Bethel Jeff (Jeffersonville)

Clark County consistently had one of the largest Black populations in Indiana, the majority of which settled in Jeffersonville or Clarksville. Black congregations became a staple of Jeffersonville’s communities, including the First Colored Baptist in 1861 and Wesleyan Methodists around 1876. Jeffersonville’s African Methodist Episcopal (AME) Church has been less documented, despite being older than the other two congregations. Jeffersonville AME demonstrates the issues with documenting early Black settlement’s in Indiana, while also emphasizing the 21st-century mission of AME congregations.

Jeffersonville AME was organized in Claysburg by 1842, where the Black ‘Claysburg settlement’ was founded around the same time. Bethel Jeffersonville is on the ‘Paul Quinn Circuit,’ named after Bishop William Paul Quinn one of Indiana’s AME founders. The circuit included Charleston and New Albany. Jeffersonville is recorded as having around 52 congregants from 1840-45. The original frame building was burned, as was another built near Warder Park. A fourth building was retained on West Court Avenue until the 1969 move to 200 West Park Place. Bethel Jeffersonville suffered from two unfortunate floods in 1883 and 1937, resulting in the destruction of most church records. Due to this, many of the stories of Clark County’s oldest Black congregation are lost.

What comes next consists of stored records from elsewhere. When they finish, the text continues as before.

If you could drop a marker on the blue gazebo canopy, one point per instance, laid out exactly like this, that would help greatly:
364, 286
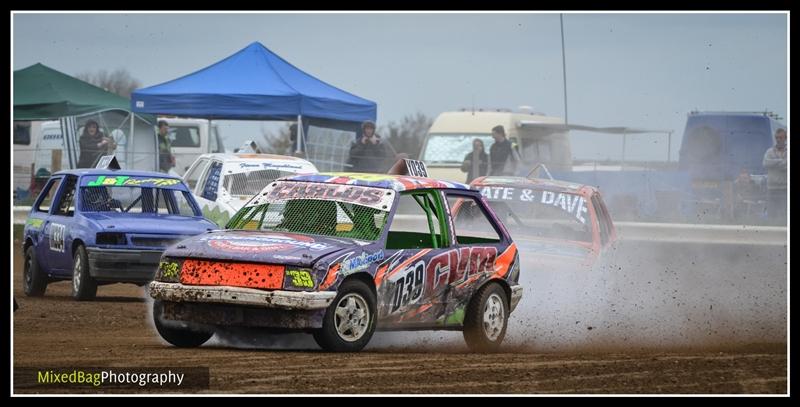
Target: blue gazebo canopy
252, 84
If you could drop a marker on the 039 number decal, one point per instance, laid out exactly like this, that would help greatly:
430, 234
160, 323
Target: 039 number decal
408, 288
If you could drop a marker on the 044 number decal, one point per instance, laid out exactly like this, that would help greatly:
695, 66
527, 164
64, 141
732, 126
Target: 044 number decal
408, 287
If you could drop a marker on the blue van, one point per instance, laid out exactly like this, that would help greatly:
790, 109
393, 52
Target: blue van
716, 146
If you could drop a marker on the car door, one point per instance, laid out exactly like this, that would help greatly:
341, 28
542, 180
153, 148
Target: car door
62, 227
417, 242
40, 215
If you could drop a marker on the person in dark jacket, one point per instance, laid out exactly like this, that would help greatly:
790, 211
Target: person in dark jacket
93, 145
500, 154
476, 162
369, 153
165, 158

Despite its tumultuous history, Bethel Jeffersonville has retained the AME spirit for advancement. Rev. Dr. Sheiler Stokes initiated the Augustus F. Hawkins literacy center in 2009 and sponsored the USDA Summer Feeding Program in 2010. The Prime Minister of Niger, his delegation, and the U.S. Ambassador were hosted in 2014. The most recent Bethel building was sold in 2020, with the congregation sponsoring the new ‘Maple Leaf Academy’, an early childhood development center. Bethel AME Jeffersonville has not been listed on the National Register of Historic Places.